Durante un segundo el demente ni se inmutó, solo un parpadeo, un momento de reflexión antes de lanzarse y forcejear con la cadena tratando de alcanzar al visitante. Se abalanzó de tal modo que cayó hacia delante, quedando con la pierna encadenada totalmente estirada y la rodilla de la otra apoyada en el suelo. El nuevo personaje que había entrado en escena dio un paso atrás. Se apartó levemente impresionado. Pero pese al susto, fue capaz de levantar el caño, apuntar y soportar el retroceso.
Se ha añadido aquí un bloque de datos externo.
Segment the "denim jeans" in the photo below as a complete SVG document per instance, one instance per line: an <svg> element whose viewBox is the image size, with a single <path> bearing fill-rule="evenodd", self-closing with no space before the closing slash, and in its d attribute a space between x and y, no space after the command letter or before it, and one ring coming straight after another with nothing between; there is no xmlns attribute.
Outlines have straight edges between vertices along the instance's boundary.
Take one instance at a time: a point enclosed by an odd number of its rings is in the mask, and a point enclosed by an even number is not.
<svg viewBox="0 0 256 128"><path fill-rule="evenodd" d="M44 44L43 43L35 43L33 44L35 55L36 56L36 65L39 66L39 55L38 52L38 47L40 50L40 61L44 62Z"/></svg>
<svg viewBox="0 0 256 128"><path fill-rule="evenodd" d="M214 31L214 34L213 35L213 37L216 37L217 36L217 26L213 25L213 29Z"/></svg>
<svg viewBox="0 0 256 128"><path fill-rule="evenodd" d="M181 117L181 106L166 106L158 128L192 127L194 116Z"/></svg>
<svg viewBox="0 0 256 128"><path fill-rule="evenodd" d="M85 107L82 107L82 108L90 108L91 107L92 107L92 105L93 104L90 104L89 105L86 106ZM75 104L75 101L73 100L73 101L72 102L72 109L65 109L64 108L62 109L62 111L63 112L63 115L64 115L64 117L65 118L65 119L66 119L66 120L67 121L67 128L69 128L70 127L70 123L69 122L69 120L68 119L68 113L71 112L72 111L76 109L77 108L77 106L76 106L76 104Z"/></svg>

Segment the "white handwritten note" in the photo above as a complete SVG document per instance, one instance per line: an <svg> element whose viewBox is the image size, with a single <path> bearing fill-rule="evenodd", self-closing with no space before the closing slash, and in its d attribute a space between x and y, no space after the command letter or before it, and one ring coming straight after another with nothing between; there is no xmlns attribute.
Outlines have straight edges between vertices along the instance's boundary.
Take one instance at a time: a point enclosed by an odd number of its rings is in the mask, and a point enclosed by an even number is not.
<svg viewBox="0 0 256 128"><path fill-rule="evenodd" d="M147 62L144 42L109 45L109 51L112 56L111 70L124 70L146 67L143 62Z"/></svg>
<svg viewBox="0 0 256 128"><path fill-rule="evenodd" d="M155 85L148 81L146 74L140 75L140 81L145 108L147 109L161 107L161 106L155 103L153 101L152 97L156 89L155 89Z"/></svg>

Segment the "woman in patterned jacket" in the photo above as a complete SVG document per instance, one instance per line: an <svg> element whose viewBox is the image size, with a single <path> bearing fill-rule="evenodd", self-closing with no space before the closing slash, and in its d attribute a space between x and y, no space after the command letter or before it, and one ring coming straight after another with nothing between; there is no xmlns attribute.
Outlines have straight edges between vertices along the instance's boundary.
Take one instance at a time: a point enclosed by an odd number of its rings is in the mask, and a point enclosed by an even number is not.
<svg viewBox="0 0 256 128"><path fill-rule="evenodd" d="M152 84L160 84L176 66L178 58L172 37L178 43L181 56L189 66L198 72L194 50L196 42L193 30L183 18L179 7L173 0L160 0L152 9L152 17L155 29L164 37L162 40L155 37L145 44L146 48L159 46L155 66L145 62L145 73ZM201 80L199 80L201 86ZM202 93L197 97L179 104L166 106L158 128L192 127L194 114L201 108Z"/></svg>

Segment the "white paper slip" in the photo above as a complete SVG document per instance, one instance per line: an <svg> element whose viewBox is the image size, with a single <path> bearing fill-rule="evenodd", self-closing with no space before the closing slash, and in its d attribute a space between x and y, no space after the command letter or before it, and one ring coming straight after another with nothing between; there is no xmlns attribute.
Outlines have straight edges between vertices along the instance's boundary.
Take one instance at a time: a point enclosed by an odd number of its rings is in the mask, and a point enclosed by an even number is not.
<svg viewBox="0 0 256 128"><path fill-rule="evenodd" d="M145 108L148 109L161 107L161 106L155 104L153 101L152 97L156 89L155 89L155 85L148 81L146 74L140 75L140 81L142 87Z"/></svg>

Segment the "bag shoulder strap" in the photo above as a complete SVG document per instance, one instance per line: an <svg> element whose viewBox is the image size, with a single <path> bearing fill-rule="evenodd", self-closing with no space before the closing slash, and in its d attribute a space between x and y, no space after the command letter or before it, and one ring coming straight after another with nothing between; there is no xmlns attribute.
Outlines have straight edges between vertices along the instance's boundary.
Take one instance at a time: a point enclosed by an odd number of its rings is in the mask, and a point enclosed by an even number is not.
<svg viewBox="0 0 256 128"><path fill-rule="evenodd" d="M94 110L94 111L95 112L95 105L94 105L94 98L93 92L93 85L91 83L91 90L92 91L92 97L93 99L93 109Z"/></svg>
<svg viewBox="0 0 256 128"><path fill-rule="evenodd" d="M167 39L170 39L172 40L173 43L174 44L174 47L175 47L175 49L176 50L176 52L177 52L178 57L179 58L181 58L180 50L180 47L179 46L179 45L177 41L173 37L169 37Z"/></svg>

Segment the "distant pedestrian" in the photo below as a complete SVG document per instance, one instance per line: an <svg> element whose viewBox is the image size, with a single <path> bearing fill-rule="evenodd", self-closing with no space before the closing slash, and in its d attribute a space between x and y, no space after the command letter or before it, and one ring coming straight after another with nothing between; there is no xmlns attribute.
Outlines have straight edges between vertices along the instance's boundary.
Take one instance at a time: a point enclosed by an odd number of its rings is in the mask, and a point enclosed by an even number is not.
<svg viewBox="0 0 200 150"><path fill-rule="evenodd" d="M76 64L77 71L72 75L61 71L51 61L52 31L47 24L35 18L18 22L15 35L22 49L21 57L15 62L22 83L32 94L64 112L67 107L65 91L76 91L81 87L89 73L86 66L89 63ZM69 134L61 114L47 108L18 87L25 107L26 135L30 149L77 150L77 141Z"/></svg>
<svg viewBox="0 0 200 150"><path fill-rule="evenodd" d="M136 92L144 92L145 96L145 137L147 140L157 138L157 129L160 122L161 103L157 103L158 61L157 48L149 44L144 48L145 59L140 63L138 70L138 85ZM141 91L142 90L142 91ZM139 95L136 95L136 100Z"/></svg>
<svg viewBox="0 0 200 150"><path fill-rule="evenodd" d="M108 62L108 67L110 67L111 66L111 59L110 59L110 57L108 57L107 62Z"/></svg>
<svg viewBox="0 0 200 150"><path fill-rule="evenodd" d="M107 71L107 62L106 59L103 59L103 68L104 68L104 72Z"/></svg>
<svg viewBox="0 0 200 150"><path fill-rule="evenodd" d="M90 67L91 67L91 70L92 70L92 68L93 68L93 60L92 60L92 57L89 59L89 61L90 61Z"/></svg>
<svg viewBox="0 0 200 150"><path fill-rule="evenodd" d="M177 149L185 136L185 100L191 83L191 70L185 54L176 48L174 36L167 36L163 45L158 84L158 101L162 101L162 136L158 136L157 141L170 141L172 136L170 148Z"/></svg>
El lujurioso observador dio un respingo y liberó una viciada bocanada que había albergado más de lo necesario, al tiempo que el enajenado daba con el pecho contra el suelo con un agujero de bala cerca de la rótula. La pérdida de altura no socavó su determinación y continuó con su cruzada, intentando arrastrarse desesperadamente. Un segundo disparo silencioso atravesó la mano con la que intentaba alzarse y lo hizo perder el equilibrio una vez más.

El masturbador, adivinando el resultado de aquello, comenzó a vibrar notando como el orgasmo tomaba forma en su ingle. De alguna manera, extraña y parafílica, aquellas dos tareas, la del asesinato de la pantalla, y la de autosatisfacción que tenía entre manos, estaban conectadas. Su mente veía la sangre, el dolor extremo y la muerte como fuente de un inconmensurable placer. Por ese motivo todo el estante que había bajo el televisor estaba lleno de DVDs de snuff movies. Le habían costado una millonada, pero era algo que el dueño de una de las compañías de telecomunicaciones más prósperas del mundo se podía permitir.

Disparo tras disparo, ocho balazos más perforaron al loco, pero no conseguían que desistiera en su empeño de alcanzar al tirador, al que probablemente le depararía un destino similar al del gran danés. Por algún antinatural motivo la vida se negaba a abandonarlo. Cuando el décimo balazo le acertó en el pecho, sus fuerzas flaquearon un poco y volvió a la carga con menos ímpetu. Entonces, cuando parecía que le costaba arrastrarse, el hombre del arma se agazapó un poco, alineó el caño y la cabeza de aquella bestia, y abrió fuego. Por fin, la terca criatura se desplomó con agujero cerca del nacimiento del pelo.

Y fue en ese momento, cuando el cráneo se resquebrajó, cuando, con una erupción blancuzca, llegó al éxtasis el hombre del sofá. Con los últimos coletazos de la culminación, cuando el rubor se extendía por su rostro y el vital fluido se pegaba a su pantalón, sonrió. Aquello solo era la obertura. Pronto, muy pronto conseguiría colmar aquel deseo que lo consumía.

—Muy pronto... —murmuró a la figura del televisor.

La hora del sacrificio se acercaba y todo estaba preparado.